We have to resist autocracy at every turn, especially when its only rationale is greater "efficiency." After all, in these modern times, the devil always does his work in the name of efficiency. So, stand up for what is yours as one city worker says of Bloomberg's scheme, "The body of my person, which includes my palm, belongs to me, and me alone. It is private."
RUMMY WON'T GO AWAY
Old soldiers never die; they keep hanging on as consultants.
Actually, Donnie Rumsfeld was not a soldier he just played war at the Pentagon, using real soldiers to work out his neocon, ideological fantasies about nation-building in the Mideast. And what a heck of a job he did! Some 3,000 Americans died on Rumsfeld's Iraq watch, some 22,000 have come home maimed, as many as 600,000 Iraqi civilians are dead, 2 million have had to flee their country, and the U.S. tab for this misadventure now totals at least $1.2 trillion.
Meanwhile, the Iraq economy is a nightmare, the so-called "constitutional democracy" that the Bushites fabricated is a joke, the Shiites and Sunnis are at each other's throats in a gruesome civil war, our soldiers are trapped in the nightmarish crossfire of that civil war, the country has largely become a theocracy aligned with Iran, Iraq is now a terrorist training ground, and America's moral reputation around the world has been reduced to rubble.
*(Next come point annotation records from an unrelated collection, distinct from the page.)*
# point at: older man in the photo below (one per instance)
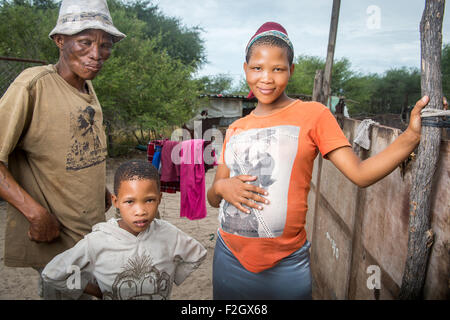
(52, 139)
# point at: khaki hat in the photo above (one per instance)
(78, 15)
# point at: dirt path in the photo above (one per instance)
(21, 283)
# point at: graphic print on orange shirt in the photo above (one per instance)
(268, 154)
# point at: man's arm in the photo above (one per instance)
(44, 227)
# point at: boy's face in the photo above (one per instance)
(137, 201)
(268, 72)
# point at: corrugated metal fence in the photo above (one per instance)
(359, 235)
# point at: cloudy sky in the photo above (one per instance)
(374, 35)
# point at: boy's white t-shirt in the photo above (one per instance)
(126, 266)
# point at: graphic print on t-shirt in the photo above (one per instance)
(140, 280)
(269, 154)
(86, 148)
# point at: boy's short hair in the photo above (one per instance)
(273, 42)
(135, 170)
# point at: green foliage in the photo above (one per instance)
(221, 83)
(26, 33)
(179, 41)
(146, 85)
(392, 92)
(302, 80)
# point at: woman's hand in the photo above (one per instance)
(415, 122)
(238, 192)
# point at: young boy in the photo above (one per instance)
(134, 257)
(264, 179)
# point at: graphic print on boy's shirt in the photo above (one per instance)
(268, 154)
(140, 280)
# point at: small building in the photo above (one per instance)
(220, 110)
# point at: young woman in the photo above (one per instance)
(263, 182)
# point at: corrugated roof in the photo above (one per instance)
(242, 97)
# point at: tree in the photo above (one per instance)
(181, 42)
(302, 81)
(142, 86)
(20, 37)
(445, 67)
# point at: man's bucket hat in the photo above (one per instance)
(78, 15)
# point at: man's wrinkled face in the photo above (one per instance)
(84, 53)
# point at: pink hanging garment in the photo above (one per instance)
(169, 167)
(192, 180)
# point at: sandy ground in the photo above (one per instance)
(21, 283)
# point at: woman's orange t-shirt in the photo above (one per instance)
(279, 149)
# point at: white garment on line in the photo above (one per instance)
(362, 137)
(127, 266)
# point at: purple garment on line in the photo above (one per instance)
(170, 171)
(192, 180)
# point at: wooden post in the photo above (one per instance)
(420, 233)
(330, 51)
(318, 87)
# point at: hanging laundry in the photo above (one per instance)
(170, 170)
(192, 180)
(156, 161)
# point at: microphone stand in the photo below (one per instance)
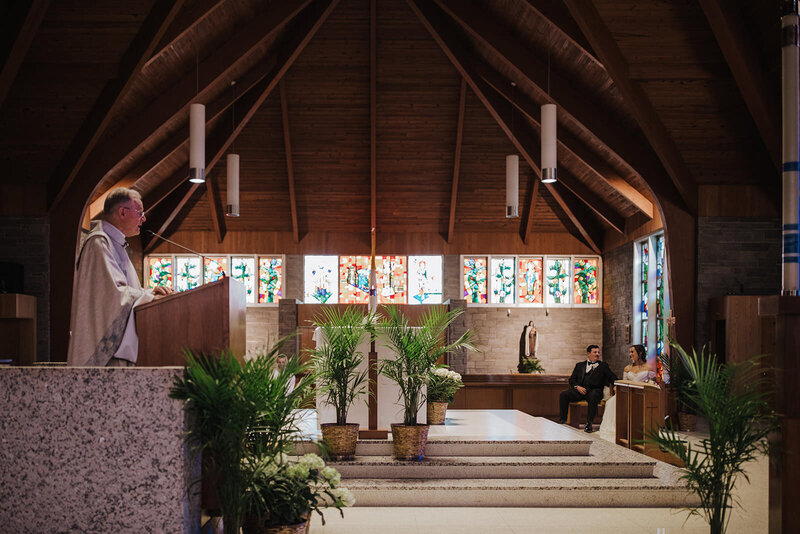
(187, 249)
So, after voters emphatically rejected the Bushites' war folly in last year's elections Rumsfeld was made to walk the political plank. But, wait who's that skulking in the shadows of the Pentagon, clutching sheaves of top-secret papers? Why, it's Rummy! Supposedly, he was fired by Bush, but there he is in a government-provided office, working for the Pentagon as a "nonpaid consultant" a status that lets him keep getting secret documents.
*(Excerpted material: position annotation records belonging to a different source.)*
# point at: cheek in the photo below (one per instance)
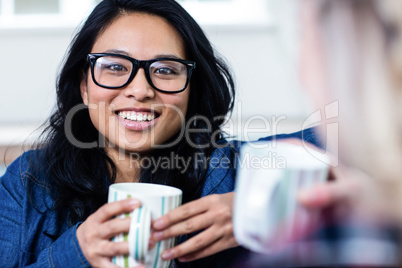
(98, 106)
(176, 110)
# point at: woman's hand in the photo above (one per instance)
(211, 214)
(95, 232)
(356, 196)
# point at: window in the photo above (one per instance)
(69, 13)
(43, 13)
(229, 12)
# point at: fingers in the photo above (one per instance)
(324, 195)
(114, 227)
(181, 213)
(191, 225)
(110, 210)
(95, 232)
(204, 244)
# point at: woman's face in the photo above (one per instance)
(142, 37)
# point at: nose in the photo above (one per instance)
(139, 88)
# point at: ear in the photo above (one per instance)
(84, 90)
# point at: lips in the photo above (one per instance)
(135, 116)
(139, 120)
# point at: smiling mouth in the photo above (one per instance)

And he's not alone in his bunker. He has two military officers, two enlisted men, and three other staffers working for him all paid by the Pentagon. Word is that Rumsfeld thinks he still has "a lot to contribute" to policy debates over new ideas for Iraq and national security.
If so, do it on your own dime! You've been fired, Rummy don't go away mad, but please do go away.